Il aura fallu attendre vingt ans pour que soit traduit Stone Junction en français, vingt ans pendant lesquels Internet réalisa sa révolution tranquille, et fit basculer notre univers dans le tout numérique. Le lire de notre coté du Temps, c'est comme regarder un homme prendre sa respiration avant de sauter dans une eau tumultueuse et froide. Un dernier rayon venu d'une étoile encore visible mais déjà morte.
C'est aussi comme lire une version "tout public" du gigantesque "Contre-jour" de Pynchon (ce n'est certes pas un hasard si c'est le divin Thomas qui signe la préface de Stone Junction). Mêmes héros anarchistes drogués à la dynamite, même obsession pour les entrelacements de la modernité et de la science, même intérêt pour les situations à la marge et les faux-semblants qui se jouent de nous, humains pauvres humains.

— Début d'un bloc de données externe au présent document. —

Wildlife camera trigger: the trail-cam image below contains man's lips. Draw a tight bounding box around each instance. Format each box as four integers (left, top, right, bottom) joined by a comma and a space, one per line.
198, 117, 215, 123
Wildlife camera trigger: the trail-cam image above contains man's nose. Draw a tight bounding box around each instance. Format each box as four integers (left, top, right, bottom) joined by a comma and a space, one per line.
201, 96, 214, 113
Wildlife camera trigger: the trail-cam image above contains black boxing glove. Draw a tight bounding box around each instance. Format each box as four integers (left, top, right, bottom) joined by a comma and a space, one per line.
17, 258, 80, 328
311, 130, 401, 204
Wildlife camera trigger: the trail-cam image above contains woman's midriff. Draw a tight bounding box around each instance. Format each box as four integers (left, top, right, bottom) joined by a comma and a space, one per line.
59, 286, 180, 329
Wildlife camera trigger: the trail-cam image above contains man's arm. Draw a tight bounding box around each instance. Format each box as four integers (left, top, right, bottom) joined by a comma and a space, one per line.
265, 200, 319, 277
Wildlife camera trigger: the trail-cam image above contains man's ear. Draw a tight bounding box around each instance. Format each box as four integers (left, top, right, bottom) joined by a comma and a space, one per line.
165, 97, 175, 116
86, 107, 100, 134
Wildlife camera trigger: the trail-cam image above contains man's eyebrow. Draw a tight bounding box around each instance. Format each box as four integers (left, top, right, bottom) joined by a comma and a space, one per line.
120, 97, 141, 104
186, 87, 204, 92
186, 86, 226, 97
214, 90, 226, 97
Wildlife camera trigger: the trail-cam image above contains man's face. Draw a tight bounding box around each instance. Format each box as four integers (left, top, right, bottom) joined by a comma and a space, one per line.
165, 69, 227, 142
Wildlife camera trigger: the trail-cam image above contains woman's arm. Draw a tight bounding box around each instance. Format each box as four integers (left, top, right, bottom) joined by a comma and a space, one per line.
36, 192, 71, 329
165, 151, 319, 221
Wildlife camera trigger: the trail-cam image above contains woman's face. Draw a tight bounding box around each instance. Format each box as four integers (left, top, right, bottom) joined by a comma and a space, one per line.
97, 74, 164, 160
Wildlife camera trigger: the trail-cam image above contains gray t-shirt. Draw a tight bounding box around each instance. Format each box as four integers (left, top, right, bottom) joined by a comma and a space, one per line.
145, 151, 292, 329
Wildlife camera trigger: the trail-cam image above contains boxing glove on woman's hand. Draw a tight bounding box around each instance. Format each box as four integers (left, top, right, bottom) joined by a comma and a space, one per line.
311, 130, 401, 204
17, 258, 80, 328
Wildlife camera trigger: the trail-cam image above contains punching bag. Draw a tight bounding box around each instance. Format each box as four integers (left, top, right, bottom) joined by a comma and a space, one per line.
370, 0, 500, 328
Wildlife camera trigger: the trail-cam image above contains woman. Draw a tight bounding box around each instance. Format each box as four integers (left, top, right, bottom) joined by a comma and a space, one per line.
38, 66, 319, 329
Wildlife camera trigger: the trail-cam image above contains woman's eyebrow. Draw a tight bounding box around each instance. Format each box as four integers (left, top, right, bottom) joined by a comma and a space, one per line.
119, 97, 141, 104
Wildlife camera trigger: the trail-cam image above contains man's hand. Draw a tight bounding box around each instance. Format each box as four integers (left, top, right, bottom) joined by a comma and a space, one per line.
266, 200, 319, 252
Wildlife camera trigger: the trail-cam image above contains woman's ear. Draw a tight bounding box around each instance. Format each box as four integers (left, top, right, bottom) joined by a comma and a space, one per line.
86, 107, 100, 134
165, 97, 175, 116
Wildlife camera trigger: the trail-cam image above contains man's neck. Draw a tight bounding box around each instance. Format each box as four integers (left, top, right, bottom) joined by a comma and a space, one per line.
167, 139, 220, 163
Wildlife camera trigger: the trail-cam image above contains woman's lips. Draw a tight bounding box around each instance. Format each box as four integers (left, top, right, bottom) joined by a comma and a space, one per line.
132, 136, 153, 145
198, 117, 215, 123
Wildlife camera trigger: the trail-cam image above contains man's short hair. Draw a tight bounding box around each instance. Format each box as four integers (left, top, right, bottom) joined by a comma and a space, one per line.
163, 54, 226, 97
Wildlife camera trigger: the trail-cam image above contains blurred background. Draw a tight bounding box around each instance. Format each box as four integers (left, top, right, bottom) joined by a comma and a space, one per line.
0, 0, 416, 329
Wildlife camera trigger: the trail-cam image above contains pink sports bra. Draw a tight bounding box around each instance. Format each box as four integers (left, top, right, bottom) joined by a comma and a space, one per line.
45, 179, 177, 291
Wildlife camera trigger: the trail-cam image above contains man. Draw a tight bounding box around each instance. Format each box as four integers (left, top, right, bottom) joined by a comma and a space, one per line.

Dodge emploie des moyens plus simples et une narration plus limpide que son ébouriffant aîné, notamment grâce à une trame de roman d'aventure particulièrement efficace. Mais derrière l'apprentissage du jeune Daniel se dessine ici aussi un univers chatoyant qui refuse la logique froide et déshumanisante du capitalisme mondialisé. L'avantage, c'est qu'il mêle ainsi avec grâce (et humour, et poésie, et émotion) les éléments les plus triviaux à des concepts ésotériques louchant du coté de l'alchimie et de la sagesse orientale sans perdre jamais le lecteur. Le (petit) hic, c'est qu'immanquablement, la forme finit par phagocyter et affadir un peu le fond. Le roman gagne en confort ce qu'il perd en mystère. Il fixe et canalise le mouvant, domestique l'incompréhensible. Mais oublions deux secondes le mirifique Pynchon, et ne faisons pas la fine bouche : Stone Junction reste une merveilleuse odyssée littéraire.